こんなに踊り手に感動、というよりは、感謝を覚えたのは、実に何年ぶりのことであったでしょう。

プロとは、舞台の三分の一がカーテンで覆われた、田舎の小さな舞台であっても、全力で演技すること、その場を「オーロラ姫の城」に変えてしまうこと、そして、金持ちであろうが田舎者であろうが、誰にでも等しくカーテンコールに応える気持ちであると、つくづく思います。

BLACKのオデット姫は登場するか?

とろこで、ふと気が付きましたのは、リラの精がおそらく日本女性であったこと、コールドバレエに三名ぐらいアジア系のダンサーをお見かけしたことです。

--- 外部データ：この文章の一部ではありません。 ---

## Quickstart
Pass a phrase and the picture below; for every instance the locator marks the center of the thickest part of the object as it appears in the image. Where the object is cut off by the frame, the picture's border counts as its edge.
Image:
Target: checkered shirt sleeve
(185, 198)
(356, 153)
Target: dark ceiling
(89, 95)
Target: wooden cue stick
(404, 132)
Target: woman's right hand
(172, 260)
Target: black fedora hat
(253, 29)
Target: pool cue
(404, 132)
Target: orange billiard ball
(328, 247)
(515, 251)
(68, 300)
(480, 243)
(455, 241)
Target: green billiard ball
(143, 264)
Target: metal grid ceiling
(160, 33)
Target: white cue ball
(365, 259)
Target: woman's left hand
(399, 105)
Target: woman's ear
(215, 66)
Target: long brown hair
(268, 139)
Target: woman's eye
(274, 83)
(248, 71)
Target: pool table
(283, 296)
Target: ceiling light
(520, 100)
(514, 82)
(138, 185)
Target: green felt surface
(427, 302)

十年、二十年前は、まだまだ少なかったし、それ以前に遡れば「アジア系に白鳥が踊れるの?」みたいな雰囲気があった。

それを考えると、森下洋子さんをはじめとする先代の凄まじい努力は察してあまりあります。

興味のある方は、東京バレエ団主宰の佐々木忠治さんの本を是非お読みになって下さい。

やはり世界の伝統的なバレエ団といえば、「世界ではバレエを踊るべき人が踊り、日本ではバレエを踊りたい人が踊る」の言葉に表現されるように、それはそれは条件が厳しい。

やる気や努力の問題ではない、まず最初に「資質」で振り落とされる。容姿、骨格、健康状態などなど、普通の日本人が聞いたら「それって、差別ー!」と言いたくなるような選考基準が設けられている。

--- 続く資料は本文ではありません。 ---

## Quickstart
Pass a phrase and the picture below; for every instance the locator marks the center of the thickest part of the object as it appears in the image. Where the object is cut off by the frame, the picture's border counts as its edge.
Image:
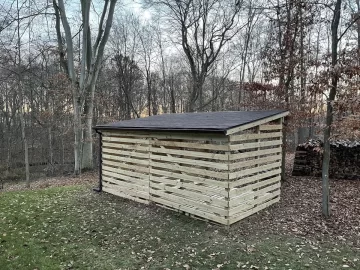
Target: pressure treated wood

いくらダンサーにそこそこの実力があり、闘志も努力も人一倍でも、「オデットを踊るには不向きな顔と体型」であれば、その時点で入門すら拒まれるわけです。

一人の天才ダンサーの陰に百万の涙あり。

芸術の質を保つことは、決して温情や優しさでは成り立たないのですよ。

それでも、いつかは、BLACKのオデット姫が英国ロイヤルバレエやパリ・オペラ座の舞台で踊るようになるのか、興味をもって見つめずにいません。

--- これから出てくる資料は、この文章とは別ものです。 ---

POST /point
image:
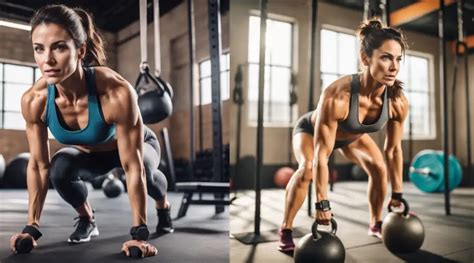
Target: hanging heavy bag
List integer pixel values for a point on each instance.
(402, 232)
(320, 246)
(154, 94)
(153, 100)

もっとも、海外にはBLACKのダンサーだけで構成されるクラシックバレエ団もあるようで、「BLACKだからオデット姫を踊ってはならない」という決まりはどこにもないのですが、やはりそこには暗黙の了解があり、これを超越するのは並大抵ではないでしょう。

一方で、ブレイクダンスやジャズダンス、モダンダンスなどははBLACKダンサーの方が圧倒的にクールで、それぞれに適した分野があるのですけども。

1パーセントをウクライナの為に

ちなみに、この公演では「入場料の1パーセントをウクライナに寄付する」という施策がとられていました。

ウクライナへの支援をロシアバレエ団が協力する。

それもまた世界の一つの形です。

王子様の愛のキッスがカラボスの呪いに打ち勝ったように、これから先も、一般市民の善意と優れた芸術が邪な力に打ち勝つことを願っております。